Così Risk Solver delinea un vero e proprio percorso che parte da una fase di pre-assessment necessaria a formalizzare come sono trattati i dati personali in azienda e quindi a definire i livelli di rischio correlati al trattamento. Il pre-assessment comprende una analisi tecnologica per la valutazione dei rischio informatico e anche una valutazione del rischio reputazionale. In questa fase una piattaforma di risk management porta a un risk scoring che rappresenta il punto di riferimento iniziale in rapporto agli obiettivi da raggiungere. Così si identificano le aree più critiche su cui intervenire per ridurre il rischio.

gdpr compliance

Nella fase successiva entrano in gioco diversi strumenti informatici per il monitoraggio e il controllo di quanto sta avvenendo nella propria infrastruttura IT. Controllando il traffico dati via web e sulla rete interna e impiegando elementi di analisi comportamentale diventa possibile rilevare attività improprie nella gestione dei dati. Rispetto alla norma questi strumenti concretizzano i principi della privacy by design e della privacy by default, garantendo che la gestione delle informazioni sia a priori corretta e si mantenga tale. Nella pratica gli strumenti software svolgono una vasta gamma di funzioni che comprende ad esempio la limitazione dell’accesso a servizi cloud, il controllo remoto dei dispositivi, la gestione di patch e aggiornamenti, la verifica della presenza o meno di certi tipi di dati sui singoli dispositivi, il backup.

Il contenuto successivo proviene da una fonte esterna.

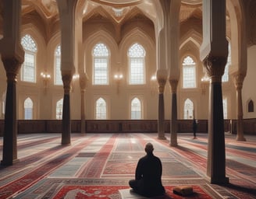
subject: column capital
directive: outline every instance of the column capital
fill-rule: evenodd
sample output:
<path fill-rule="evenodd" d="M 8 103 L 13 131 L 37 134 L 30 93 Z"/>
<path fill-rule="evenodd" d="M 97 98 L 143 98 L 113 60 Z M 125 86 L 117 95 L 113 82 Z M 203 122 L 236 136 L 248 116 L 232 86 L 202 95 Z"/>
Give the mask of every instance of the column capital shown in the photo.
<path fill-rule="evenodd" d="M 62 82 L 63 82 L 64 93 L 69 94 L 71 89 L 73 73 L 71 72 L 62 71 Z"/>
<path fill-rule="evenodd" d="M 169 83 L 171 86 L 172 93 L 177 93 L 178 79 L 169 79 Z"/>
<path fill-rule="evenodd" d="M 235 86 L 237 89 L 242 89 L 245 75 L 240 72 L 236 72 L 233 75 Z"/>
<path fill-rule="evenodd" d="M 79 82 L 80 86 L 81 91 L 84 91 L 88 83 L 88 76 L 86 73 L 80 74 Z"/>
<path fill-rule="evenodd" d="M 164 78 L 158 78 L 158 92 L 159 93 L 163 93 L 165 92 L 165 87 L 166 84 L 166 79 Z"/>
<path fill-rule="evenodd" d="M 222 82 L 222 76 L 224 74 L 226 57 L 215 57 L 208 55 L 203 61 L 204 67 L 211 82 Z"/>
<path fill-rule="evenodd" d="M 7 81 L 16 82 L 16 76 L 19 73 L 22 62 L 16 58 L 2 58 L 2 63 L 6 72 Z"/>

Parallelamente Risk Solver offre una piattaforma cloud per semplificare e automatizzare parzialmente la gestione degli adempimenti più formali del GDPR, come l’emissione delle informative, la richiesta dei consensi o le nomine interne delle figure previste dalla normativa. Questa piattaforma è in particolare molto utile in caso di data breach: oltre a semplificare la compilazione dei documenti di notifica, avendo tenuto traccia di tutta la documentazione creata nel processo di adeguamento agli adempimenti può evidenziare tutto quello che è stato fatto e mitigare così le responsabilità collegate al data breach.

Accanto alle soluzioni tecnologiche vere e proprie, Risk Solver propone servizi di formazione a vario livello per dipendenti, responsabili, titolari e a breve anche Data Protection Officer. A disposizione degli utenti ci sono poi processi di certificazione e servizi per la definizione di eventuali polizze assicurative a copertura del rischio residuo che non è stato possibile annullare puntando solo sulla tecnologia.